Ignatius Donnelly: Myth-Making Minnesotan

November 3 was the natal day of demagogic populist politician and pseudo-scientific author Ignatius L. Donnelly (1831-1901). It seems well to take note of him on this day when millions of Americans contemplate the re-election of their crackpot “President”.

A lawyer from Minnesota, Donnelly had founded a Utopian community called Nininger City before becoming Minnesota’s Lt. Governor and a U.S. Congressman as a Radical Republican. Later he was to be one of the founders of the People’s Party, known colloquially as the Populists, penning many of their founding principals. He worked for the rights of women and African Americans, and later, farmers (as opposed to business and banking interests). He was the Populist candidate for Vice President in 1900.

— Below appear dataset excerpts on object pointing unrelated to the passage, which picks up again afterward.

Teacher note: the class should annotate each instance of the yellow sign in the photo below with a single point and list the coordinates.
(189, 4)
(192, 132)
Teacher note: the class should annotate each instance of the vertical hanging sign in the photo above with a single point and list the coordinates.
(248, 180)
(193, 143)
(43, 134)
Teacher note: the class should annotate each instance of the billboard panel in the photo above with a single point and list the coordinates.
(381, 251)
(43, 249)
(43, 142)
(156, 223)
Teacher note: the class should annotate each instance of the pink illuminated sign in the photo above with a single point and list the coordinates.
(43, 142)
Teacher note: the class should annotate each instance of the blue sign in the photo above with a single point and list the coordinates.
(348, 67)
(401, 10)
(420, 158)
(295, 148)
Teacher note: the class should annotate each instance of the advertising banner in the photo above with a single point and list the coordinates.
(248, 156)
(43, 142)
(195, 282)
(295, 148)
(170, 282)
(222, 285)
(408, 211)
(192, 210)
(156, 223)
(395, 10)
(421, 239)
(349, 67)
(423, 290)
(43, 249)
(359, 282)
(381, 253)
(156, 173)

Donnelly believed ancient myths of Atlantis were early references to Mayan Civilization

But today Donnelly is best known as the author of three books: Atlantis: The Antediluvian World (1882), Ragnarok: The Age of Fire and Gravel (1883), and The Great Cryptogram: Francis Bacon’s Cipher in Shakespeare’s Plays (1888, in which he advanced the spurious theory that Bacon authored Shakespeare’s plays). A free silver man, he also wrote The Bryan Campaign for the American People’s Money (1896) and a utopian science fiction novel called Caesar’s Column: A Story of the Twentieth Century (1890) chronicling an agrarian revolution against a corporate oligarchy. The latter book and several other novels were written pseudonymously.

At any rate, a century after Donnelly, Minnesota was also to give us the interesting phenomenon of Governor Jesse “The Body” Ventura, a former profesional wrestler who served from 1999 to 2003. As Minnesota goes, so goes the nation.